The Epiphany of the Lord
January 5, 2014
Click here to listen to this
homily (mp3 file)
The feast of the Epiphany always comes at the tail end of a very long line of
liturgies -- Christmas, New Year’s -- but it has a way of holding its own.
I think that’s because the Epiphany has so many layers of meaning, each of them
rich -- every bit as rich as the gifts of gold, frankincense and myrrh that the
Magi presented to the Christ child.
At its deepest level, the Epiphany celebrates the
manifestation of Christ to the nations – to the whole world beyond Judaism --
all those people who never heard of the promises God made to Abraham and Moses,
the gentiles whom St. Paul, in the Letter to the Ephesians, dared to call
co-heirs, partners to the promise that God made to the Jews. The Magi, who
were foreigners, outsiders, stand for all those people. Think of the Magi
as evidence of just how wide and all-embracing is the mercy and love of God.
Think of them as the patron saints of all outsiders – however you define
outsiders.
But that’s only one layer of the feast. The Magi are
more than outsiders. They are also seekers, searchers, sages. That’s why we
often call them “the wise men.”
Unlike the shepherds who speak to those whose faith is simple and
spontaneous, the shepherds who arrive quickly at the manger and gaze upon the
Child in wide-eyed wonder, the Magi speak to those who have to struggle and
wrestle their way to faith, those who come to faith only after a long and
bruising journey that involves the rigors of the intellect more than the
stirrings of the heart. The Magi are not only patron saints for outsiders they
are also patron saints for searchers and skeptics.
And there is yet another layer to the Epiphany. It is
also a story about conversion and change. Matthew’s gospel tells us that
the Magi “returned to their home by a different route.” Could that be a
way of saying that once they found the Christ, the Magi were never again the
same? That their old convictions and certainties were forever altered once
they encountered what they could never have anticipated: a king living in an
animal shelter and dressed in swaddling clothes, marked for death from the
start? Of such experiences are profound conversions born. No wonder TS
Eliot, in his great Epiphany poem, has the magi saying “We returned to our
places…no longer at ease in the old dispensation….”
And now let me share with you what I think of as still
one more level of meaning to this feast. The Magi set out to follow a
mysterious star they had observed in the East – a star that, we are told,
disappeared once they set out to follow it, crossing moor and mountain.
Only on the very last leg of the journey, after their visit to King Herod, did
the star reappear in the night sky and go before them.

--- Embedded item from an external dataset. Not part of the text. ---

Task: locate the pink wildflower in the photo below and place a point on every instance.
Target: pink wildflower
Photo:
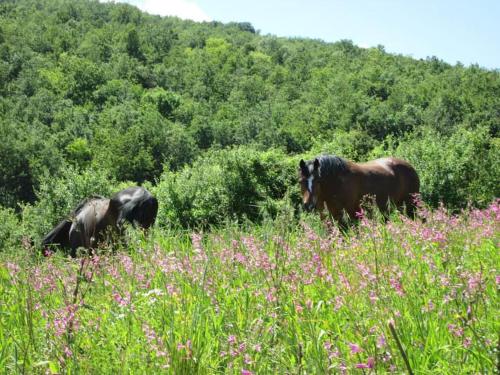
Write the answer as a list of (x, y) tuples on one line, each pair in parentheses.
[(355, 348)]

This puts me in mind of people who spend much of their
lives holding onto their faith when everything around them is utter darkness.
Some of may be like that. If so, you are in good company because so was Mother
Teresa. After her death we learned that she lived much of her life clinging to
faith when all she felt was emptiness and God seemed infinitely far away. Mother
Teresa’s long, dark night of the soul makes her, along with the Magi, the
perfect patron for all those who make their journey of faith in total darkness
with little or no consolation.
Having said that, however, I do believe that Mother
Teresa did have stars to guide her. Her stars were just not in the sky.
They were on the ground. Her stars were in the squalid streets of
Calcutta. The poor, the sick, the abandoned, the neglected, the dying were the
stars that led Mother Teresa to Jesus.
And, my friends, it can be that way with us, too. We
are surrounded by stars, too, and I’m not talking about those our popular
culture commonly calls stars – rock stars, movie stars, professional athletes,
celebrities and luminaries of one sort or another. Those stars almost
always disappoint. No, we are surrounded by Mother Teresa’s stars -- the
no-counts of this world -- the poor, the overlooked, the unattractive, the
undocumented, the down-and-out, the suffering, the discriminated-against, those
who are short on this worlds gifts but long on the gifts that really count:
gifts like humility, meekness, patience, poverty of spirit, love.
Pope Francis tells us that these are the ones who have
much to teach us. He even tells us that we must let ourselves be evangelized by
them – evangelized by the poor -- and that a lack of solidarity with the poor
will adversely affect our relationship with God. A sobering thought, or at least
a challenging one!
So, my friends, perhaps instead of looking up to the
heavens for the Epiphany star, we should be looking closer to earth, looking
around us, because it is the poor who can truly light our way to Christ.
It is the poor who, in a mysterious way, are Christ!